Herr Weigelt begibt sich durch die Aufwärmung dieser Genetik-These auf riskantes Terrain. Letztendlich negiert er sämtliche sozialen und kulturellen Faktoren, indem er von "genetischen Determinanten" spricht. Das ist nicht nur inakzeptabel, sondern äußerst gefährlich, insbesondere mit Blick auf die Gefahren pseudowissenschaftlicher Ansätze und deren Rückwirkungen in der Gesellschaft. Die Geschichte des Nationalsozialismus und deren sozialdarwinistischen gesellschaftlichen Vorstellungen sollten uns warnend vor Augen führen, dass biologische Zuschreibungen nicht nur in der Ausgrenzung von Menschen enden können.

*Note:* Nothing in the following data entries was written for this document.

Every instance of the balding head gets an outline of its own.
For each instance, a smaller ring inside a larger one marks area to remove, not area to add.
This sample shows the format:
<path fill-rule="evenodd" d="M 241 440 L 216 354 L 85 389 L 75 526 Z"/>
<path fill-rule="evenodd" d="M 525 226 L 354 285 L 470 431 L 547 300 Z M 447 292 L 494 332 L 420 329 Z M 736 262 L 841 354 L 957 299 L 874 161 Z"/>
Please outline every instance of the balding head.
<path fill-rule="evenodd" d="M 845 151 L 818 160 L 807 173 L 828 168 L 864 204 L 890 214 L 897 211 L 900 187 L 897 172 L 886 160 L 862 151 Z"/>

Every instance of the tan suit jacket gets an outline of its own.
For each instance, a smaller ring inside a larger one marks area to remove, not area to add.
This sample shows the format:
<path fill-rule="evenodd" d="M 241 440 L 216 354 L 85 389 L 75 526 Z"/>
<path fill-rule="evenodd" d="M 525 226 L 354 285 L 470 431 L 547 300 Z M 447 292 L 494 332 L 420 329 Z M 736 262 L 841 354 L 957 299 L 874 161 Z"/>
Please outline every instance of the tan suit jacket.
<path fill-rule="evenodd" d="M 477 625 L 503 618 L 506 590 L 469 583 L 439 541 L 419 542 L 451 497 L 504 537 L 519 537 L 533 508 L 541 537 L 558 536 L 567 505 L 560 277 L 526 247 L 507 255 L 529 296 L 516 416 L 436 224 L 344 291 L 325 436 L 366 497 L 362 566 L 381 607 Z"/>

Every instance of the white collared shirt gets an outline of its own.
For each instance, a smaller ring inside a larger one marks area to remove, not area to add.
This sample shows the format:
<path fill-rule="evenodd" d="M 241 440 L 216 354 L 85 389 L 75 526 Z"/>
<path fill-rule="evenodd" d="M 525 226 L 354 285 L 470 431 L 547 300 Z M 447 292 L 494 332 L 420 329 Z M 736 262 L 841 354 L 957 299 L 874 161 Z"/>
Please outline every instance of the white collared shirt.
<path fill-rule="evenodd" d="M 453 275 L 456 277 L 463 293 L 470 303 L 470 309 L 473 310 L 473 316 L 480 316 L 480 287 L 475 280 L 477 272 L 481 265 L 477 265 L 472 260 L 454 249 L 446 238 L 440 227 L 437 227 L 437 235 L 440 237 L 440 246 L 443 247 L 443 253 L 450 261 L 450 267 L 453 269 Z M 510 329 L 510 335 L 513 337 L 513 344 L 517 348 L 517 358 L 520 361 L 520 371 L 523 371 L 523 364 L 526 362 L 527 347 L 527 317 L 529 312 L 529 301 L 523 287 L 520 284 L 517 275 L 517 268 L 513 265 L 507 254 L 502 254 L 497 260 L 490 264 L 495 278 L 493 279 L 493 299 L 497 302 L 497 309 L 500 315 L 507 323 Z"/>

"An dieser Stelle mögen zwei Fragen erlaubt sein: Handelt es sich dabei um das Menschenbild und den Bildungsansatz der gesamten CDU-Fraktion und wie konnte so jemand bildungspolitischer Sprecher werden?" fragt Robert Fietzke von der Linksjugend ['solid] Sachsen-Anhalt. "Es bleibt abzuwarten, welche Konsequenzen die CDU-Fraktion durch diese Entgleisung zieht. Fakt ist eines: die Regierung darf sich nicht länger mit Nichts-Tun begnügen, sondern muss endlich plausible Konzepte zur Beseitigung der massiven Bildungsungerechtigkeit in diesem Land vorlegen. Mit einem bildungspolitischen Ansatz, wie ihn Weigelt zu verfolgen scheint, ist aber eher ein langes Aussitzen der Probleme zu befürchten, frei nach dem Motto "jeder ist seines eigenen Glückes Schmied" so der Jugendkoordinator des Landesverbandes zum Abschluss.